Location intelligence is the secret weapon of data-driven banking.

(Pretoria, South Africa – 12 March 2024)  

Geographic information systems (GIS) are transforming banking by integrating location-based insights with CRM tools.


New technologies are rapidly reshaping the banking sector, signalling  a shift from traditional, branch-centric models to a more data-driven, customer-centric approach.

Geographic Information Systems (GIS) play a crucial role in this transformation by integrating location-based insights with CRM tools. This allows banks to analyse customer demographics, spending habits, and branch proximity based on their geographical location, all of which translates to greater financial inclusion.

Financial inclusion boils down to a simple question: Who gets financial services and who doesn’t? It’s about where banks and agents are, how far people travel for services, and what’s available where. Leveraging geographic data can hugely boost banks’ understanding of who’s in and who’s out, pushing services further and pinpointing where the economy is leaving people behind.

“Leveraging geospatial data to strategically locate financial service points greatly enhances the ability to track and boost financial inclusion, narrowing the divide between urban and rural communities,” says Brian Civin, Chief Sales and Marketing Officer at AfriGIS. “And the benefits extend even further.”

“By combining spatial data with customer information, banks gain deep insights into the behaviours, needs, and segmentation of their customers by region. This fusion of geographic intelligence and customer insights is changing the way banks engage with their customers and deliver services.”

Civin says banks employ GIS technology to analyse and understand how communities cluster in specific geographical areas, uncovering patterns that align with economic means, lifestyles, and preferences. For instance, the demographic profile of a neighbourhood—whether it’s a golf estate, an equestrian community, or a lower-cost housing area—significantly influences the financial behaviours, spending capacity, and service needs of its residents.

“Such granularity in understanding allows our financial services clients to tailor their products and marketing strategies to meet the nuanced needs of different customer segments and personas more effectively,” he says. “They can use this information to develop microloans, savings plans, or insurance products tailored to these needs, promoting financial literacy and empowering individuals to participate in the formal financial system.”

Choosing a GIS solution partner
The adoption of GIS in banking is not without challenges. Quality, up-to-dateness, and reliability of spatial data are vital. Banks must select GIS solutions and vendors that adhere to high data quality standards and offer comprehensive maintenance and verification processes. “In a sector where precision matters, the choice of a GIS vendor becomes critical, with a need for a gold standard in data quality and management practices,” Civin says.

Overcoming silos
Even though there are obvious advantages, blending GIS technology with CRM strategies can be tricky for banks. The main hurdles come from the way banks are organised into separate departments, or silos, which can make it hard to share data and work together effectively. To create a unified spatial view of the customer base for growth, risk management, and targeted marketing, banks have to overcome these silos.

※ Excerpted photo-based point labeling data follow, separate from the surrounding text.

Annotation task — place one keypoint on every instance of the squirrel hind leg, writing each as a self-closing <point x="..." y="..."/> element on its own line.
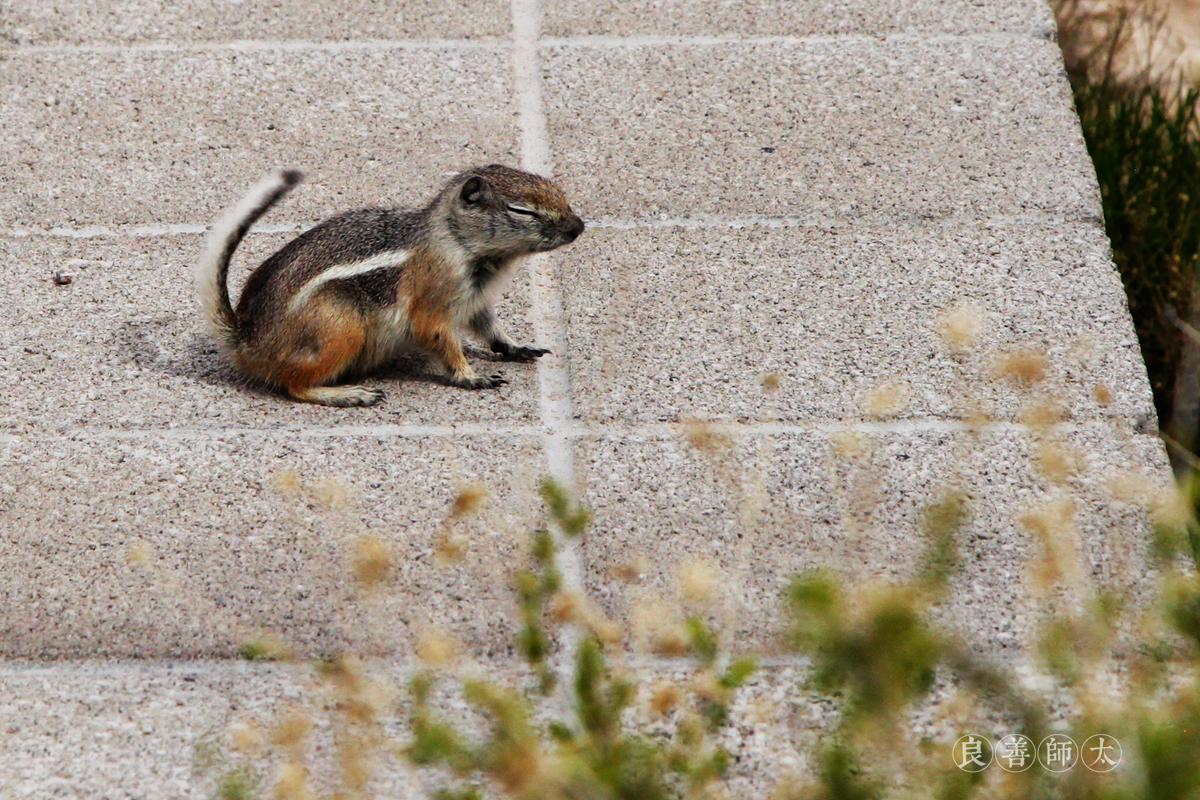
<point x="323" y="346"/>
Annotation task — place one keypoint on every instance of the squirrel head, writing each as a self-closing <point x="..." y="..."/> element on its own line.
<point x="501" y="211"/>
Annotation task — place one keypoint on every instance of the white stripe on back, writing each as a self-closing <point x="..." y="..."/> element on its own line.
<point x="384" y="260"/>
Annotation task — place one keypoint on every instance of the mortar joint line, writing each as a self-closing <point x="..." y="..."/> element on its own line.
<point x="553" y="382"/>
<point x="701" y="222"/>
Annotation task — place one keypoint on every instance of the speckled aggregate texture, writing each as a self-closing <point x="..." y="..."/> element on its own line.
<point x="167" y="22"/>
<point x="852" y="128"/>
<point x="834" y="313"/>
<point x="120" y="348"/>
<point x="795" y="17"/>
<point x="153" y="137"/>
<point x="841" y="258"/>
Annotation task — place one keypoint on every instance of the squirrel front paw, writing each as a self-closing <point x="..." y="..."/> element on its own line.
<point x="479" y="382"/>
<point x="517" y="353"/>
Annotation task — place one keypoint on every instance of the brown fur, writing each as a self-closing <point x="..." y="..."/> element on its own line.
<point x="393" y="278"/>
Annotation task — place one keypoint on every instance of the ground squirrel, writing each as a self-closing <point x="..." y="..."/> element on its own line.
<point x="349" y="294"/>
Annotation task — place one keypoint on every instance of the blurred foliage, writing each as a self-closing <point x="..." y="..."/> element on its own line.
<point x="588" y="752"/>
<point x="1146" y="152"/>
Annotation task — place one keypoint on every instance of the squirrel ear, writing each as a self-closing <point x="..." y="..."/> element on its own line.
<point x="473" y="190"/>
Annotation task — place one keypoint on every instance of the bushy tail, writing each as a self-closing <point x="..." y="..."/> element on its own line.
<point x="213" y="271"/>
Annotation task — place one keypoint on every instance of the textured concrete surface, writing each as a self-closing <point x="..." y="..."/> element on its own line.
<point x="138" y="22"/>
<point x="795" y="17"/>
<point x="163" y="137"/>
<point x="120" y="348"/>
<point x="676" y="323"/>
<point x="900" y="127"/>
<point x="186" y="547"/>
<point x="787" y="204"/>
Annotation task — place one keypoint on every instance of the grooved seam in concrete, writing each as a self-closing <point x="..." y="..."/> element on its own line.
<point x="265" y="46"/>
<point x="549" y="319"/>
<point x="598" y="223"/>
<point x="567" y="432"/>
<point x="257" y="46"/>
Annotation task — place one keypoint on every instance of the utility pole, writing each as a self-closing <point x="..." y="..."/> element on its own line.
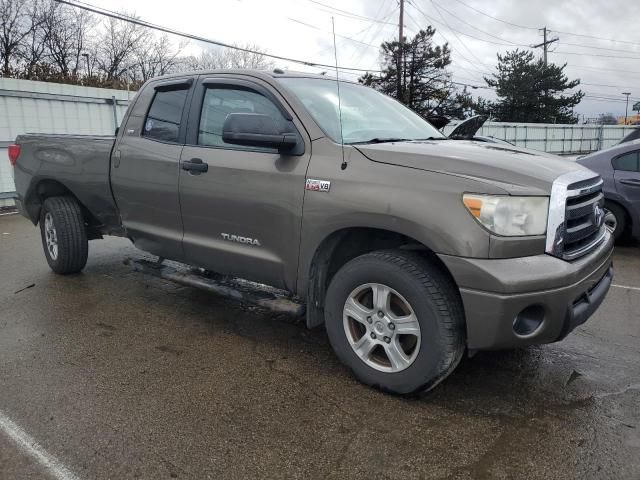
<point x="626" y="107"/>
<point x="545" y="44"/>
<point x="400" y="50"/>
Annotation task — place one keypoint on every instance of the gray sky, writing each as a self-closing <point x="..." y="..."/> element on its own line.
<point x="302" y="29"/>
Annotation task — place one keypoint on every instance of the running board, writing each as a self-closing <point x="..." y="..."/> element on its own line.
<point x="226" y="286"/>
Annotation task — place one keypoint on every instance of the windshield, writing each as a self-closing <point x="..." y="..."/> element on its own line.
<point x="367" y="115"/>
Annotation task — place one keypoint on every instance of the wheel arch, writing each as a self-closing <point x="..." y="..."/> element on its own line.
<point x="341" y="246"/>
<point x="46" y="188"/>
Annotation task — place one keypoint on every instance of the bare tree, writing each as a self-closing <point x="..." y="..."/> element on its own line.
<point x="158" y="57"/>
<point x="33" y="51"/>
<point x="66" y="38"/>
<point x="218" y="57"/>
<point x="15" y="25"/>
<point x="117" y="45"/>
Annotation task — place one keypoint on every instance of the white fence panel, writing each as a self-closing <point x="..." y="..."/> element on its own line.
<point x="554" y="138"/>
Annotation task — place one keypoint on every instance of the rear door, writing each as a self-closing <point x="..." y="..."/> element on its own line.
<point x="145" y="167"/>
<point x="627" y="177"/>
<point x="242" y="215"/>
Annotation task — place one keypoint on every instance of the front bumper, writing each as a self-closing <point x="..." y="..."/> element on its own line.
<point x="494" y="292"/>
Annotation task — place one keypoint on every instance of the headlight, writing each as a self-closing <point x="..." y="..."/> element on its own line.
<point x="509" y="216"/>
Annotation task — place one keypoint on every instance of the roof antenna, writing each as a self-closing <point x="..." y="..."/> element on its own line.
<point x="343" y="166"/>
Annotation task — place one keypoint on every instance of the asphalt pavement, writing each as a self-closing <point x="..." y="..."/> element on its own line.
<point x="111" y="374"/>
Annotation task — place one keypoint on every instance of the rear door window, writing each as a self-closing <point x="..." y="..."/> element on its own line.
<point x="165" y="115"/>
<point x="629" y="162"/>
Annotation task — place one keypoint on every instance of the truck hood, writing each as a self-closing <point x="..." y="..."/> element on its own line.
<point x="514" y="169"/>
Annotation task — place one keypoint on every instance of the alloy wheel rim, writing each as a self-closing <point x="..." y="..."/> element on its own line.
<point x="381" y="327"/>
<point x="51" y="236"/>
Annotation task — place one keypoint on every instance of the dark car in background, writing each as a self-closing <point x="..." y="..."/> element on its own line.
<point x="619" y="166"/>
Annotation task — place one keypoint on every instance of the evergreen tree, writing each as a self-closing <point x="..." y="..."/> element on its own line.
<point x="529" y="91"/>
<point x="424" y="81"/>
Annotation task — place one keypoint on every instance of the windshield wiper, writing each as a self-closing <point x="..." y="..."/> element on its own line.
<point x="381" y="140"/>
<point x="430" y="138"/>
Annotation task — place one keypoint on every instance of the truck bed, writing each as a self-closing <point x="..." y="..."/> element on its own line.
<point x="80" y="163"/>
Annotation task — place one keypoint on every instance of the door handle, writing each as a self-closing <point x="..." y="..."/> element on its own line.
<point x="630" y="181"/>
<point x="196" y="166"/>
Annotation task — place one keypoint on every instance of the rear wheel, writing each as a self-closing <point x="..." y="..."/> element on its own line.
<point x="396" y="320"/>
<point x="64" y="236"/>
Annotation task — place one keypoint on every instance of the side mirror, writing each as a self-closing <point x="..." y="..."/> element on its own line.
<point x="256" y="130"/>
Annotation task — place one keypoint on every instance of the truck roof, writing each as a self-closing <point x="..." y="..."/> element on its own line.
<point x="265" y="74"/>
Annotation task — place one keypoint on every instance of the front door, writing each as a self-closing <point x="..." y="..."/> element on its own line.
<point x="146" y="164"/>
<point x="627" y="177"/>
<point x="241" y="216"/>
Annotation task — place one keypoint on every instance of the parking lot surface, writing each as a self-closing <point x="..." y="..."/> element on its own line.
<point x="112" y="374"/>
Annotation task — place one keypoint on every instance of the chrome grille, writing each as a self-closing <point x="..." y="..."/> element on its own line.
<point x="575" y="225"/>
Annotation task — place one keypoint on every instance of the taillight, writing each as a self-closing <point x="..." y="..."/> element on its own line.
<point x="14" y="153"/>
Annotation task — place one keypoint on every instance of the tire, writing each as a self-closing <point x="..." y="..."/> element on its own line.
<point x="64" y="236"/>
<point x="433" y="300"/>
<point x="615" y="218"/>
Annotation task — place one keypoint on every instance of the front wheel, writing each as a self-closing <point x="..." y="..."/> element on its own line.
<point x="64" y="236"/>
<point x="615" y="219"/>
<point x="395" y="318"/>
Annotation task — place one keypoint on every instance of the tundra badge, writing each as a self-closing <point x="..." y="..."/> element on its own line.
<point x="239" y="239"/>
<point x="317" y="185"/>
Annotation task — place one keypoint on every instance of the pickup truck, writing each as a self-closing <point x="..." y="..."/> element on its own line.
<point x="411" y="248"/>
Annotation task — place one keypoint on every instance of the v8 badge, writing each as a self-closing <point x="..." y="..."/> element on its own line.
<point x="317" y="185"/>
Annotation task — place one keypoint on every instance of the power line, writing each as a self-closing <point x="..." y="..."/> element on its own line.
<point x="326" y="31"/>
<point x="595" y="55"/>
<point x="142" y="23"/>
<point x="594" y="47"/>
<point x="455" y="34"/>
<point x="495" y="18"/>
<point x="350" y="14"/>
<point x="457" y="17"/>
<point x="596" y="38"/>
<point x="431" y="19"/>
<point x="412" y="3"/>
<point x="556" y="31"/>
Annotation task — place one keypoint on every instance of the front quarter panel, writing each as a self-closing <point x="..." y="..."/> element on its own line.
<point x="425" y="206"/>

“Banks must also handle compliance and privacy issues, particularly as regulations for customer identification (KYC) and anti-money laundering (AML) become stricter,” says Civin. “GIS systems  help in this area by allowing banks to carry out due diligence and validate customer information in a way that respects privacy while still meeting regulatory standards.”

In short, merging GIS with CRM systems is a game-changer for banks. It’s a competitive advantage in an increasingly digital and data-driven world. Banks that embrace this integration can look forward to deeper customer insights, more effective marketing, personalised service delivery, and enhanced customer satisfaction. The question is not whether banks can afford to integrate GIS into their operations, but whether they can afford not to.

About AfriGIS 

AfriGIS is the leading Geospatial Information Science company in Southern Africa that specialises in location-sensitive data and solutions. It provides customers across the board with a suite of web-based tools and APIs to connect to, enhance, and enrich their own data with location intelligence, insights, and trusted data. The organisation was founded in 1997 and celebrates more than 27 years in business. It is a level 1-certified broad-based black economic empowerment (B-BBEE) business, with more than 100 employees, in Pretoria, Durban and Cape Town in South Africa, Dublin in Ireland, and Dhaka in Bangladesh.


Media enquiries: Irene Masia, AfriGIS

Contact details: +27 (0) 87-310-6400, [email protected]


Issued by: Michelle Oelschig, Scarlet Letter  

Contact details: +27 (0) 83-636-1766, [email protected]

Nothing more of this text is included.